If an artist is fortunate enough to have the world create a popular meme for their track, then they should take that opportunity to participate in its virality. It’s more likely to have an impact than a Tik Tok video created on their own, and it shows that the artist is part of the community.
Tik Tok is the fastest-growing social network in the world right now. Of its 1.2 billion users, more than 100 million live in the United States. Artists should be sure to have a Tik Tok account and engage in this community and Tik Tok should be appealing for musicians because the sound clips take on their own lives and do not require the same amount of consistent time investment as other platforms to gain a following.

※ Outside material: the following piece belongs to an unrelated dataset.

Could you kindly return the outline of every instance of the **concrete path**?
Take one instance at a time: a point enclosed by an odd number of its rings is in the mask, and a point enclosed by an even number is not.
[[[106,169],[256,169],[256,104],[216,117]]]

Tik Tok also doesn’t require an artist to have a large following in order for their video to reach a significant audience. Each video lives on its own merit. Lil Nas X, Blanco Brown, and Sueco The Child each only have a few videos up on their page, and none of them are at the top of the “Popular Creator” ladder, but they were all successes driven by the Tik Tok community. This is not the case on other social media platforms, where follower count strongly correlates with platform success. Case in point: Lizzo is embraced throughout the Tik Tok platform but currently only has three posted videos and 26k followers.
These artists and others broke through in part thanks to their Tik Tok success, but there’s another opportunity for established artists to leverage the platform mechanics to promote their music and live shows. Most artists are also performers, and Tik Tok is a fun platform in which to perform. And because of its unique mechanics, participation on Tik Tok has a real chance of growing the awareness of musicians and their work.
Tik Tok accelerates the audio affinity process because it directly incorporates repetition into its mechanics. Historically, it could take weeks or months or even longer through traditional channels to build enough familiarity to move the needle on track. A trending sound clip on Tik Tok can gain the same awareness level in a fraction of the time. This audio affinity can then be leveraged through traditional media to create true impact for the artist.
The first step to success is getting on the platform and spending time to determine which trending memes or challenges fall within the artist’s sensibility. Things change fast on Tik Tok. In the course of writing this article, some of the examples I cited are already outdated and no longer part of the zeitgeist, but the core principle of looking at an audio meme and finding its connection to an artist’s music or style does not change. For the foreseeable future, Tik Tok will be a platform that drives real engagement for musical artists and their work, and the music industry would be wise to take advantage of the marketing opportunities possible through the platform.